Ne brûlons pas les confréries !
‘’Maître, ils n’ont plus de corps, ils n’ont plus de chair. Ils ont été mangés par les objets. Pour se mouvoir, ils chaussent leur corps de grands objets rapides. Pour se nourrir, ils mettent entre leurs mains et leur bouche des objets en fer…’’ Cheikh Hamidou Kane, L’Aventure ambiguë
J'ai lu avec beaucoup d'attention l'article qui a été publié dans votre édition du lundi 23 juin 2014, signée par notre compatriote Momar Désiré Wade, vivant à Tokyo, ‘’Amnésie, capitulards et réactionnaires’’. Si je réagis par cet écrit, c'est que, si j'ai bien lu la note qui a accompagné la publication de l'article, c'est à un débat que vous nous conviez, dans le respect, la courtoise et bien sûr la pertinence, qualité sans lesquelles, on peut pas DISCUTER au sens propre du terme. J’espère que vous me publierez pour observer les règles du jeu que vous avez défini au premier jour.

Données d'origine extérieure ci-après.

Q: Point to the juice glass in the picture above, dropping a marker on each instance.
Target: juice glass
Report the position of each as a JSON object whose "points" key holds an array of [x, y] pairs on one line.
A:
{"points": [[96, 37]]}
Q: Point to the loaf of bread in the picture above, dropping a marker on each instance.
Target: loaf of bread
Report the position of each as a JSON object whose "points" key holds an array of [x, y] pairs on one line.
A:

Je partage certains arguments de la réflexion développée dans ‘’Amnésie, capitulards et réactionnaires’’. Je suis bien d'avis, au même titre que Momar Désiré Wade que je ne connais pas, qu’il y a une sorte de faillite des élites africaines, qui ne jouent plus leur rôle. Je suis d’accord avec lui quand il écrit ceci, parlant du 23 juin : ''Je m’étonne sur le silence décidément suspect des élites de ce pays, à propos de la trahison de l’idéal du 23 juin. Comment en effet, ne pas s’émouvoir sur le fait qu’un évènement de cette envergure ne connaisse aucun traitement critique à la dimension de l’amnésie qui l’accompagne comme une ombre, trois ans seulement après ? Qu’est ce qui s’est passé pour que tout le monde oublie. J’ai particulièrement été frappé par les niveaux d’amnésie…''.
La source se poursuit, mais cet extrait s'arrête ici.